Covid-19 has accelerated digital transformation by seven years

14 December 2020 4 min. read

According to a McKinsey & Company study, businesses have surprised themselves with the speed and success of their digital initiatives in response to Covid-19. On average, digital offerings have leapfrogged seven years of progress in a matter of months.

Earlier this year, the global strategy consulting giant surveyed around 900 C-suite executives and senior managers at businesses around the world, aiming to track digital transformation under the Covid-19 paradigm. A range of sectors, business sizes, functionalities were represented in the survey, which produced the unanimous conclusion that digitalisation has skyrocketed this year.

Notable among the driving forces of this boom are the fundamental changes to consumer behaviour, specifically the growing shift to online channels. Under lockdown and weary of infection, consumers have warmed to the idea of using ecommerce for everything, from grocery shopping to financial transactions.

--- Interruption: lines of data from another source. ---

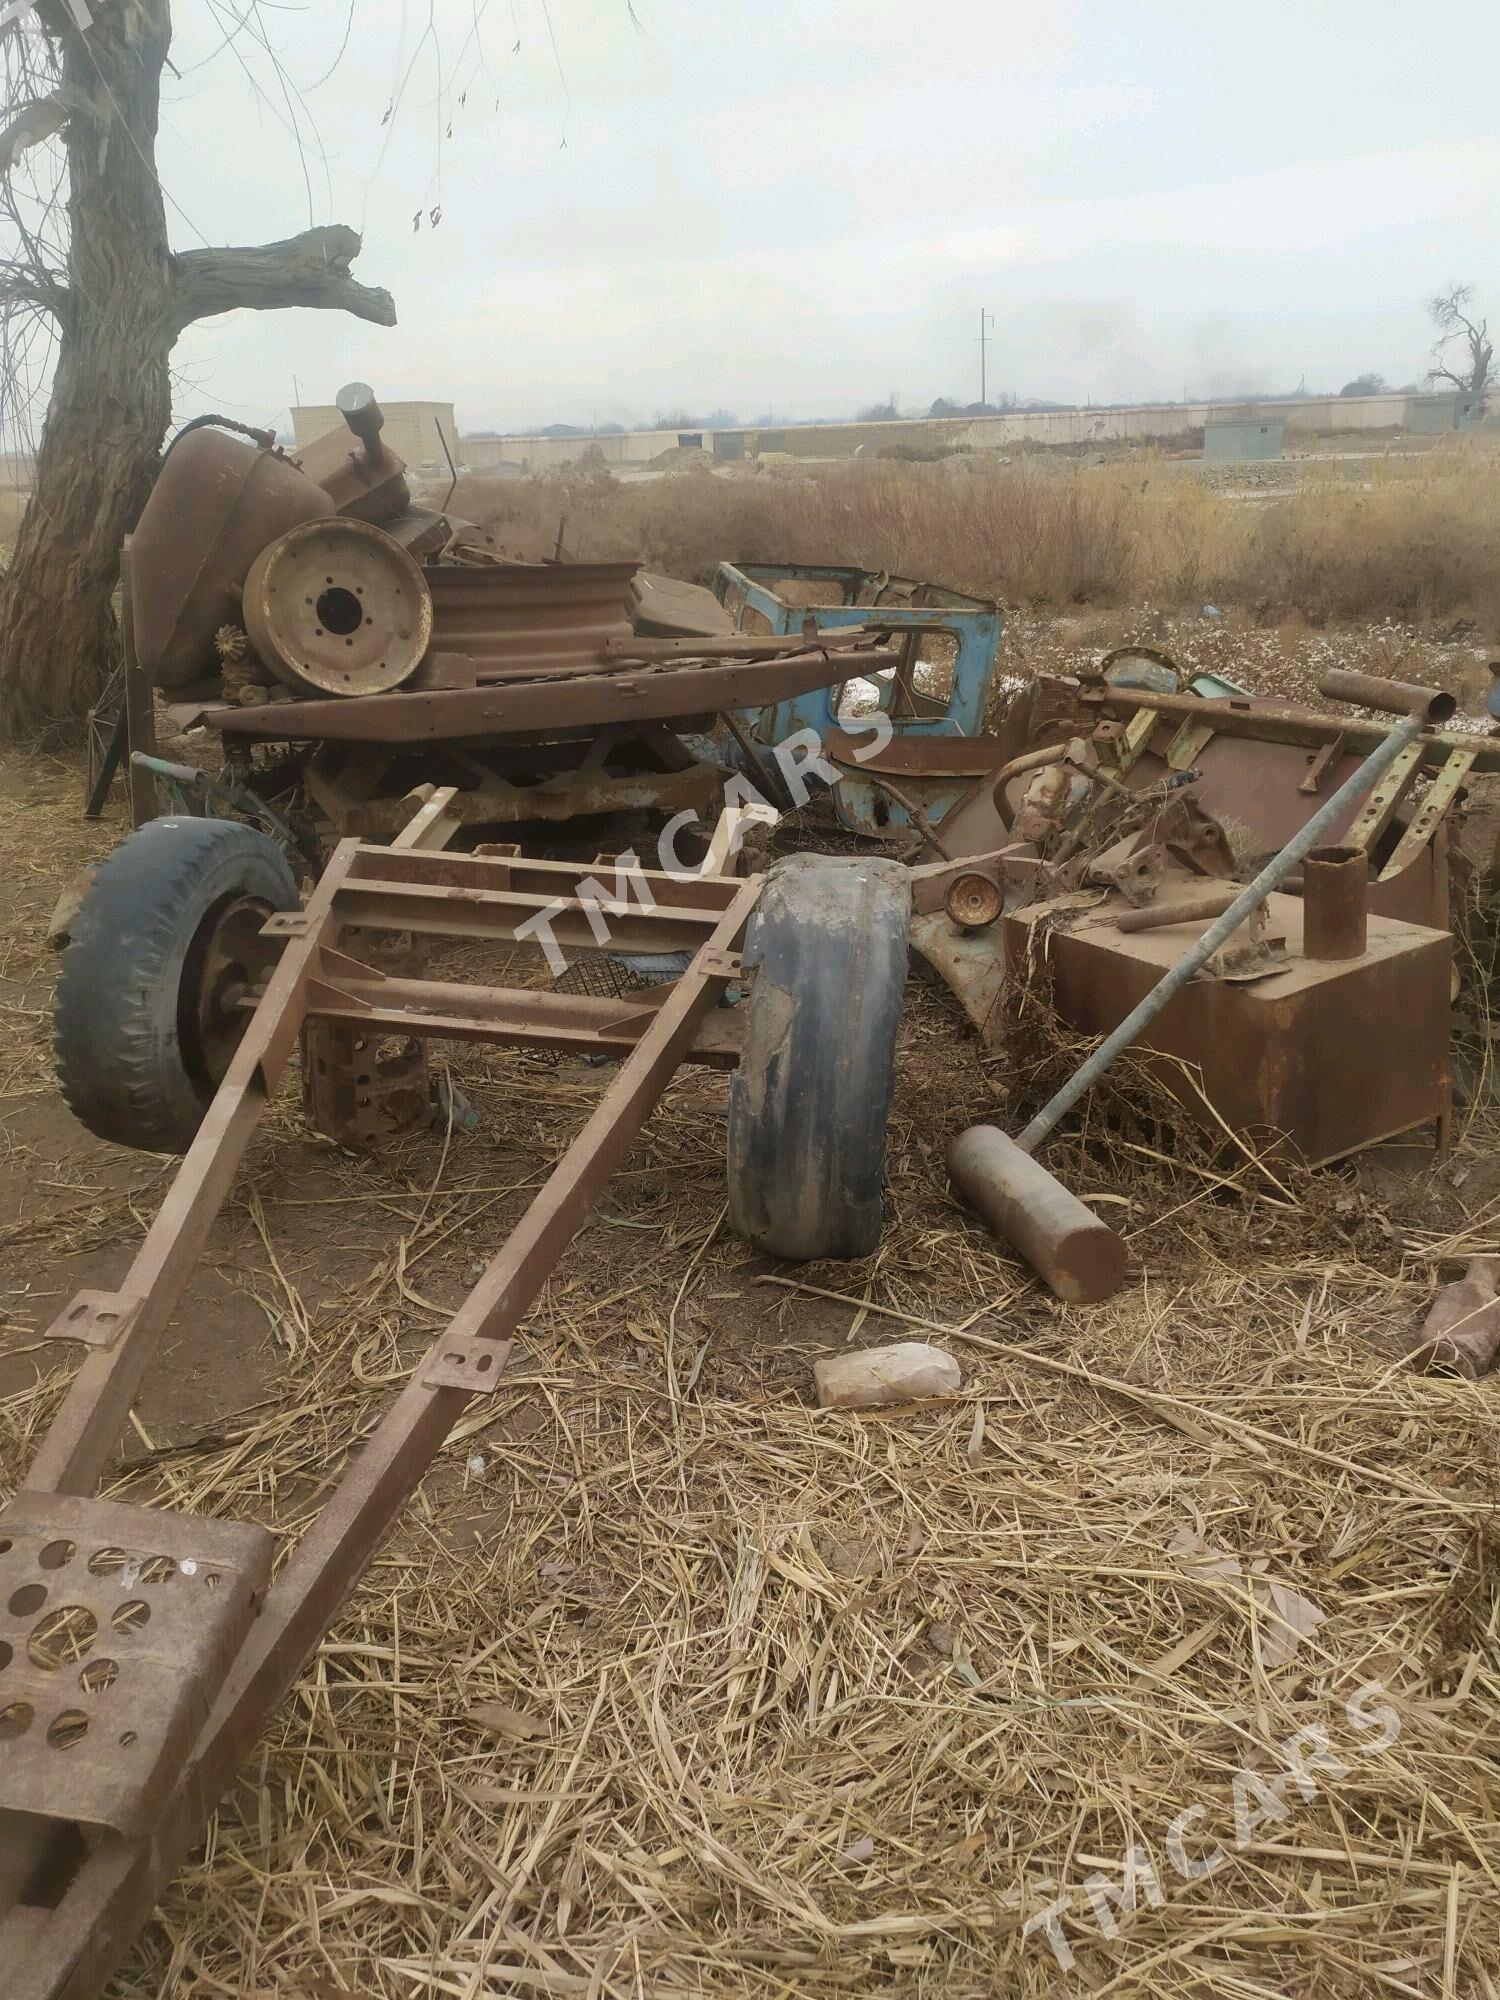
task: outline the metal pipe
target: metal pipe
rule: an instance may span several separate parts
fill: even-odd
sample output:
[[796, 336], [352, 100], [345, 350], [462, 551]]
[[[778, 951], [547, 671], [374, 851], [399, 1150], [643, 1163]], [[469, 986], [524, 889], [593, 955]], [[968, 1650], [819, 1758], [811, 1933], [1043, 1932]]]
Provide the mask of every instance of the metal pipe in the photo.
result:
[[1302, 868], [1302, 956], [1363, 958], [1370, 868], [1362, 847], [1319, 847]]
[[1116, 1056], [1123, 1053], [1135, 1040], [1141, 1030], [1154, 1021], [1167, 1002], [1180, 993], [1188, 981], [1213, 957], [1227, 938], [1239, 929], [1253, 910], [1258, 910], [1271, 891], [1278, 887], [1284, 877], [1317, 847], [1325, 834], [1335, 827], [1351, 806], [1357, 805], [1387, 771], [1401, 752], [1409, 744], [1415, 743], [1421, 735], [1424, 718], [1409, 715], [1404, 722], [1386, 737], [1378, 750], [1374, 750], [1346, 778], [1326, 805], [1319, 807], [1312, 818], [1294, 834], [1281, 852], [1268, 861], [1253, 882], [1249, 882], [1235, 897], [1218, 922], [1206, 930], [1198, 942], [1184, 953], [1176, 965], [1159, 979], [1146, 997], [1121, 1021], [1113, 1034], [1106, 1035], [1088, 1061], [1077, 1070], [1058, 1091], [1057, 1095], [1044, 1104], [1035, 1118], [1026, 1127], [1016, 1144], [1024, 1153], [1035, 1152], [1036, 1148], [1073, 1109], [1079, 1098], [1103, 1076]]
[[1446, 722], [1458, 707], [1446, 688], [1415, 687], [1410, 681], [1388, 681], [1383, 674], [1362, 674], [1352, 667], [1328, 667], [1318, 676], [1318, 693], [1330, 701], [1352, 701], [1382, 715], [1417, 715], [1423, 722]]
[[1221, 882], [1212, 889], [1199, 889], [1191, 896], [1178, 896], [1170, 903], [1148, 903], [1143, 910], [1121, 910], [1115, 918], [1117, 931], [1160, 931], [1168, 924], [1190, 924], [1199, 917], [1219, 917], [1240, 892], [1238, 882]]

Avarage share of customer interactions that are digital

“Respondents are three times likelier now than before the crisis to say that at least 80% of their customer interactions are digital in nature,” noted Kate Smaje, a Senior Partner at McKinsey & Company in London.

As consumers turn to digital channels, businesses have made their best effort to meet these shifting demands. The fact is that face-to-face interaction or brick & mortar visits all but evaporated during lockdown, so the only access point to consumers shifted online. As a result, the share of digital customer interactions around the world is three years ahead of where it would be if the pandemic hadn’t occurred. 

The response to this shift has been remarkable. The survey reveals that businesses have spent more on digital investments than on any other business continuity measures during the pandemic – cost cutting and customer acquisition included. As a result, growth in digital product/service offerings has jumped ahead by an average of seven years in just a few months of 2020. Strikingly, offerings in Asia Pacific have undergone up to 10 years of progress in a fraction of the time.

Avarage share of products and or services that are partially or fully digitized

In many cases, digital offerings aren’t possible without more fundamental digital transformation initiatives. According to Smaje, businesses surprised themselves with the speed at which they managed this transition.

She explained, “For many of these changes, respondents say, their companies acted 20 to 25 times faster than expected.”

Take the case of remote working. Businesses could scarcely remain operational without setting up remote working infrastructure and reliable online communication channels – all of which was achieved in a matter of 11 days on average, according to McKinsey's survey. In pre-pandemic times, executives suggest that a transition of such scale would have taken up to a year, marking an acceleration of 40 times. 

Here to stay

No doubt, many of these changes are quick fixes. In fact, McKinsey suggests that the rapid acceleration is more the result of redirecting company resources than it is of product development. Despite this premise, many expect these changes are here to stay for the long term.

The largest shifts during the crisis are also among the most likely to stick through the recovery

McKinsey asked respondents about twelve pandemic-induced shifts and the likelihood that they will stick around through the economic recovery phase. Broadly, these shifts span: changing customer needs or expectations, increase in remote working and collaboration, use of more advanced technology in business and decision-making; higher rates of cloud migration and data security investments; and supply chain restructuring and redistribution.

Each of these has been a core reality during the pandemic. For more than 60% of respondents, shifts in consumer behaviour and demands are here for good. For the rest of the metrics, around half or more expect the changes will at least have staying power in the post-recovery period, while the lowest share – 41% – expect nearshoring or insourcing practices to be a reality of the future.

According to Smaje, these expectations are reflected in business transformation efforts. “Companies are making these crisis-related changes with the long term in mind,” she added.

Whether these changes stay or not, the pandemic has certainly taken digital transformation efforts to levels that few anticipated up until last year.